CLDG Celebrates Another Successful Year

The CLDG had its last meeting of the academic year 2013/2014 on Tuesday 3 June, having held 20 separate events, including a symposium in March. Meetings will start again at the end of September 2014.

We would like to thank all supporters of the CLDG who have funded our activities over the past year, every one of our speakers, and everyone who has attended.

We welcome suggestions for events in the coming year, which can be sent to

Tom Gerald Daly and Silvia Suteu

Presentation by Paul Blokker, 3 June 2014

On Tuesday 3 June at 3.00pm in the Ken Mason Suite (Old College).

Dr Paul Blokker, CoPolis and University of Trento, gave a talk on

New Democracies in Crisis: Towards Illiberal and Away from Civic Constitutionalism?

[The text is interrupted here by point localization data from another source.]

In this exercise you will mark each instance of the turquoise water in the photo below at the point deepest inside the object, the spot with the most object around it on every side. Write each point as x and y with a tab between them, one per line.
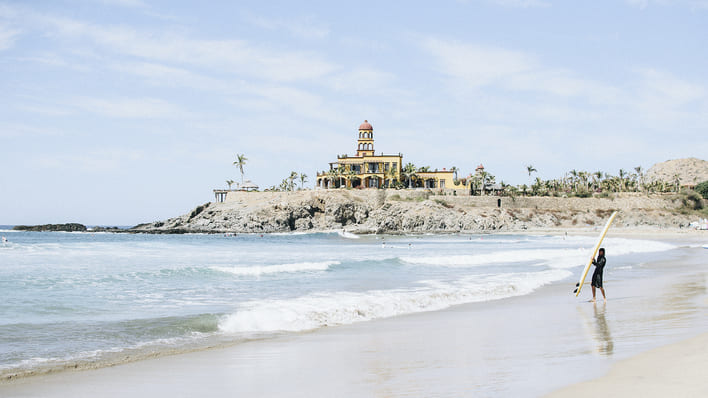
83	298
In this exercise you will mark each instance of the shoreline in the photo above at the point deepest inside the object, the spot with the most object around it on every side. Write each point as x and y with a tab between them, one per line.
457	343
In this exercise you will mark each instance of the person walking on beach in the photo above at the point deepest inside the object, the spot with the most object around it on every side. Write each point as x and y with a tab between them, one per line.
597	275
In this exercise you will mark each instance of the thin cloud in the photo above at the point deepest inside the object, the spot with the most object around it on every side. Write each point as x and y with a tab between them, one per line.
224	55
7	37
127	107
305	28
521	3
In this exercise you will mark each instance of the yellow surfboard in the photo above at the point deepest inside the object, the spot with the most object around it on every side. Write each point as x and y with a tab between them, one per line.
579	285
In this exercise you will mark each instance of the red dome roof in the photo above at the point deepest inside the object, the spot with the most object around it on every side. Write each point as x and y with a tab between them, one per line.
365	126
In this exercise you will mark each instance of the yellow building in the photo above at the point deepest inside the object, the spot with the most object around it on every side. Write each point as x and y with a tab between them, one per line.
368	170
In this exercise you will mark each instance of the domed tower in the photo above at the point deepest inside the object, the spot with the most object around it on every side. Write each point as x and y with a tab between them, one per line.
365	144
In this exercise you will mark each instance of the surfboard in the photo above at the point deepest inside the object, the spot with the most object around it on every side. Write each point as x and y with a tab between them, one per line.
579	285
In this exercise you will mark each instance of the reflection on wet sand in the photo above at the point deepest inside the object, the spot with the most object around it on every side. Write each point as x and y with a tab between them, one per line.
602	331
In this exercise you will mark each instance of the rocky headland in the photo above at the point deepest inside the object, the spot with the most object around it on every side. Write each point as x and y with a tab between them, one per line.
404	211
68	227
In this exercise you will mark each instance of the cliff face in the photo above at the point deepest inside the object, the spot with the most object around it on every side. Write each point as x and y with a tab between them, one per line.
379	211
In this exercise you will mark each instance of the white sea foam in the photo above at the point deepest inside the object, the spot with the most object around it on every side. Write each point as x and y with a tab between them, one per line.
348	235
556	258
329	309
257	270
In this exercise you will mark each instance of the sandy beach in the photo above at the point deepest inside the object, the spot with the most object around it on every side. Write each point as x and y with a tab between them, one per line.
650	336
648	339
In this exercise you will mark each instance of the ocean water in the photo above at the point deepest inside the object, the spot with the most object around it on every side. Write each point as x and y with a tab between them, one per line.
92	299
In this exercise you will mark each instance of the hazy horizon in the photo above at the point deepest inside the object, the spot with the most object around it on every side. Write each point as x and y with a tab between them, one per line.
118	112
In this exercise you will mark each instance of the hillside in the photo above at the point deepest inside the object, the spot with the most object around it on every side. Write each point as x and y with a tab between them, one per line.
691	171
391	211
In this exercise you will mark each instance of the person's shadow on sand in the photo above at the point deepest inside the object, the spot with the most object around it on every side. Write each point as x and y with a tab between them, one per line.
602	331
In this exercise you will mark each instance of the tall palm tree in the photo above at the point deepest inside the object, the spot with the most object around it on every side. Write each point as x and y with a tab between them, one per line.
392	174
408	171
350	176
331	176
574	175
240	162
677	182
530	169
640	174
340	174
291	179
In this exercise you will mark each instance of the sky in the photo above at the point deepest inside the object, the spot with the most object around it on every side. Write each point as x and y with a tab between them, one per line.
117	112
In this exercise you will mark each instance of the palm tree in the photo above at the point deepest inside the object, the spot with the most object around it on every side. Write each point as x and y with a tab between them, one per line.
598	177
408	172
530	169
331	176
574	175
392	174
340	174
623	175
483	176
291	179
350	176
240	162
640	174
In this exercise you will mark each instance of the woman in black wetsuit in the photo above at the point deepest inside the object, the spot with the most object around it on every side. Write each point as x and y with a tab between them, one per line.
597	275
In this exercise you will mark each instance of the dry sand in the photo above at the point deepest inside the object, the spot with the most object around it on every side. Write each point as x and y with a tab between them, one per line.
525	346
676	370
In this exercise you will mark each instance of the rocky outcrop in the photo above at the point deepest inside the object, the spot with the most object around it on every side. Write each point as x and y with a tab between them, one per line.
378	211
689	171
69	227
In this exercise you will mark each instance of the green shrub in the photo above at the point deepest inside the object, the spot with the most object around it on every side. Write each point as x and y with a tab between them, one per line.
702	189
443	203
692	201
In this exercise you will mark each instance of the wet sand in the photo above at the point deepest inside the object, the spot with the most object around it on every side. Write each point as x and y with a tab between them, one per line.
524	346
676	370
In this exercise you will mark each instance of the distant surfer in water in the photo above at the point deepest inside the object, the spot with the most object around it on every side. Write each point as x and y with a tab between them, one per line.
597	275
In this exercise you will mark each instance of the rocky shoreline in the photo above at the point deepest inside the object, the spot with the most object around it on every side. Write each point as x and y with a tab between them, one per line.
392	212
67	227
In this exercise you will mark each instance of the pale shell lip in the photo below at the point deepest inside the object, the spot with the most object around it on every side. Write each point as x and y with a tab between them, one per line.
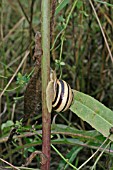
63	96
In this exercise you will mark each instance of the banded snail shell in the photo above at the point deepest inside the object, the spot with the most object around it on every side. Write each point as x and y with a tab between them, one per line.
63	96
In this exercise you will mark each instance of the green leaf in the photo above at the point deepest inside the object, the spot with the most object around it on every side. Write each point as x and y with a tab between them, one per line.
93	112
9	123
104	2
61	6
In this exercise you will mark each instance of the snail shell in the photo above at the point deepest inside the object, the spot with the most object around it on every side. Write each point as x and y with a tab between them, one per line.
63	96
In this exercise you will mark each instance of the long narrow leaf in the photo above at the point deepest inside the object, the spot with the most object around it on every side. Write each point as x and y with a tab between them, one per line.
93	112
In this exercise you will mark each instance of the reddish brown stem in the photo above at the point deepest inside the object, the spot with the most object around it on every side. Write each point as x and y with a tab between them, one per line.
46	117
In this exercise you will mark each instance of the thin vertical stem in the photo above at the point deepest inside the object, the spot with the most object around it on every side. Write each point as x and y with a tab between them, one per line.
46	117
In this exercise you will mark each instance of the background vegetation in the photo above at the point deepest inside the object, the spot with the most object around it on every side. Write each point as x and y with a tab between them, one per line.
80	57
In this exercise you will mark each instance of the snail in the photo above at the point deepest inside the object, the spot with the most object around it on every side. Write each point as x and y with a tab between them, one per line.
59	94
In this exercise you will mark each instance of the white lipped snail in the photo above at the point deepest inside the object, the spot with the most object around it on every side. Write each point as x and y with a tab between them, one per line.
59	95
63	96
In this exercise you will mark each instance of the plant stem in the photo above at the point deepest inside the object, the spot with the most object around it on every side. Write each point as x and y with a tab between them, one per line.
46	116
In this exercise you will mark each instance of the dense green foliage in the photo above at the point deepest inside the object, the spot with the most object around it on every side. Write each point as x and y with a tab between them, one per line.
82	56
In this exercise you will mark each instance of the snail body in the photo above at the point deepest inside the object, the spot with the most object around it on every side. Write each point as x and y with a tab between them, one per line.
59	95
62	97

Abstract: The impact of EU accession on new national constitutional orders includes a certain thrust towards a liberal or legal-constitutionalist order as well as an endorsement of a distinctive liberal, representative democratic model and related institutional constellation. But a relatively undiscussed telos of democratization and constitutionalization of the new member states has not remained without domestic reactions and national deviationary pathways. In particular in the post-accession period, EU accession has in some cases invoked particularist reactions within distinct national arenas, which have abused or explicitly criticized the idea of legal constitutionalism and judicial supremacy as well as external infringement on national constitutional orders. What might be understood as particularly problematic are the implications for democratic participation and an understanding of democracy as about the rule of law as well as civic self-government. A dilemma that has emerged in the post-accession period is that of forms of domestic resentment against legal constitutionalism as a constitutional template as well as against a top-down and hierarchical approach of the EU towards democratization and EU accession. In recent times, forms of backlash against legal constitutionalism and judicial supremacy can be observed in the region, in particular in the cases of Hungary and Romania. Such critique of and political action against legal constitutionalism – even if sometimes articulated in terms of the protection of domestic democracy – are not based on a democratic-republican critique of legal constitutionalism and have generally not resulted in attempts to institutionalize more participatory and democratic forms of constitutionalism, quite the contrary.